Pinar et al.21 assessed 2922 TT cases, and a strong sensitivity of 85.2% and a specificity of 52.7% were achieved using DUS. If DUS reveals a loss of blood flow, it signifies prolonged ischemia in the patient’s testicle, reducing the likelihood of testicular salvage and increasing the risk of orchidectomy. Scrotal exploration should be promptly conducted, even though testicular blood flow is observed, when there is suspicion of TT based on medical history and physical examination findings22. Manual detorsion can alleviate ischemia, providing immediate symptom relief. Li et al.23 demonstrated that manual detorsion may contribute to a timely increase in the rate of testicular salvage before emergency surgery.

Manivel et al.23 concluded that training emergency physicians in scrotal ultrasound and manual detorsion of a twisted testicle can reduce the time to diagnosis and reperfusion. Their findings suggested that fever is a risk factor for TT, with elevated patient’s body temperature indicating advanced disease and more severe ischemic necrosis of the testicles, leading to a higher removal rate. The current study presented fewer cases of torsional fever.
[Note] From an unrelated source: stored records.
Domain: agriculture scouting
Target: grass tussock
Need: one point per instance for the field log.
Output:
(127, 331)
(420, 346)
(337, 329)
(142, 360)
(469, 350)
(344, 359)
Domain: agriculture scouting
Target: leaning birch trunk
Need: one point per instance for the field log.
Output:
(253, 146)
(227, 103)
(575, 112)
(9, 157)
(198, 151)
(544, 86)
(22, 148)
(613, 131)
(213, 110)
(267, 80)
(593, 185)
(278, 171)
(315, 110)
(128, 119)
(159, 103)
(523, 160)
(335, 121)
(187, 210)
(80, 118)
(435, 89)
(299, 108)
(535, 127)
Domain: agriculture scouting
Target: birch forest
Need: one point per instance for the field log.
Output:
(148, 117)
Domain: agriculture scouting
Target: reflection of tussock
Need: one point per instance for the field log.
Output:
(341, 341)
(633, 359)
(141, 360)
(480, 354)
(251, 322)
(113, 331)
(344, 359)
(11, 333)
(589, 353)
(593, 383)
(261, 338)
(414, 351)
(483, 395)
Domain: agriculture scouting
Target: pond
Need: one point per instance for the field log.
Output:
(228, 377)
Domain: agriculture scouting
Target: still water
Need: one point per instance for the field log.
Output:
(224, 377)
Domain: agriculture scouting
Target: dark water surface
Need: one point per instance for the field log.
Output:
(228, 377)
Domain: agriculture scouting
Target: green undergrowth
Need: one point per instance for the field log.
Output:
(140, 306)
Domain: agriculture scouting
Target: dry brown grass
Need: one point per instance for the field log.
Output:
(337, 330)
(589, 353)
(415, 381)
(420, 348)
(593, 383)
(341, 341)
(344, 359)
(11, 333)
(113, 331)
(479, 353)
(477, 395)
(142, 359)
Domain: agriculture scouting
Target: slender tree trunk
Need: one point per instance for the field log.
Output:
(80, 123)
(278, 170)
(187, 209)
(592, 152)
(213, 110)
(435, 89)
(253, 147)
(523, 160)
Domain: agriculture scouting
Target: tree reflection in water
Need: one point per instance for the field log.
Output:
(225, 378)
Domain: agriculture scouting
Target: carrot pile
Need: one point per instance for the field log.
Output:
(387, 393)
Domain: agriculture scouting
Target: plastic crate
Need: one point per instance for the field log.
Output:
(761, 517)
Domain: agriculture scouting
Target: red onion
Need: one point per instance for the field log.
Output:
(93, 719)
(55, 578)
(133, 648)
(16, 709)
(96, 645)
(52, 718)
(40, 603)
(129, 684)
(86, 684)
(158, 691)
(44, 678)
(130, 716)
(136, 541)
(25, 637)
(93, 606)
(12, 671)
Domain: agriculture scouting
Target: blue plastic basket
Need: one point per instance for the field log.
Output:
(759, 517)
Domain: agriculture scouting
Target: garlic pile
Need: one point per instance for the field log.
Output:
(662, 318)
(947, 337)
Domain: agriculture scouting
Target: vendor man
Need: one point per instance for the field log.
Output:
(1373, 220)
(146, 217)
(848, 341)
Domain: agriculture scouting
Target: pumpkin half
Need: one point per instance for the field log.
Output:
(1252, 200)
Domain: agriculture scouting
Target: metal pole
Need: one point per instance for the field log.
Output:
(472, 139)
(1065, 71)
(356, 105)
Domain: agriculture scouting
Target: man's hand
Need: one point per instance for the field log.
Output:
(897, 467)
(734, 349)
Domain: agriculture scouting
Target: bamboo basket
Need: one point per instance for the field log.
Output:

Numerous studies have established a correlation between the degree of testicular twist and the risk of a non-salvageable testis25,26,27. A more remarkable degree of TT is associated with more severe ischemia, making it a risk factor for orchidectomy25,26,27.

Nausea and vomiting were found as protective factors for orchidectomy, which is contrary to the findings of a previous study on adult TT patients28. This difference could be attributed to the higher percentage (73.03%) of minors in the current study population, promoting the detection of the condition when patients experienced nausea and vomiting, leading to seeking timely medical attention.

The present study adds to the limited number of large-scale studies on TT in both adults and children in China. However, several questions remain unanswered, and future research should aim to address these concerns to enhance the robustness and comprehensiveness of findings in the field of TT. Firstly, retrospective studies may have recall bias and selection bias. Secondly, due to the lack of database, manually collecting data from multiple centers may result in incomplete data, and the predicted incidence rate may be lower than the actual incidence rate. Thirdly, certain factors contributing to delayed surgery, such as medical insurance, family economic status, medical level of residence and distance from the hospital, guardian’s or patient’s educational level, were not sufficiently captured and require further assessment. Finally, no follow-up study was conducted on the fertility and hormone levels of patients who underwent orchidectomy and orchidopexy, which will be performed in the future research.

Conclusions

In this multicenter retrospective study, the misdiagnosis rate of TT in Chongqing city was found to be 23.0%, and higher rates were noted among non-senior title doctors and non-tertiary hospitals. Only about 23.8% of TT patients received timely treatment. Misdiagnosis, non-urologist first-consultant doctor, absent blood flow in DUS, non-manual detorsion, fever, degree of cord twisting  > 180, and the initial diagnosis in tertiary hospitals were identified as risk factors for orchidectomy. It is essential to strengthen the training programs for the diagnosis and treatment of TT for doctors in primary hospitals, lower professional titles, and emergency departments to improve their abilities of accurate diagnosis and treatment, so as to increase the rate of testicular salvage.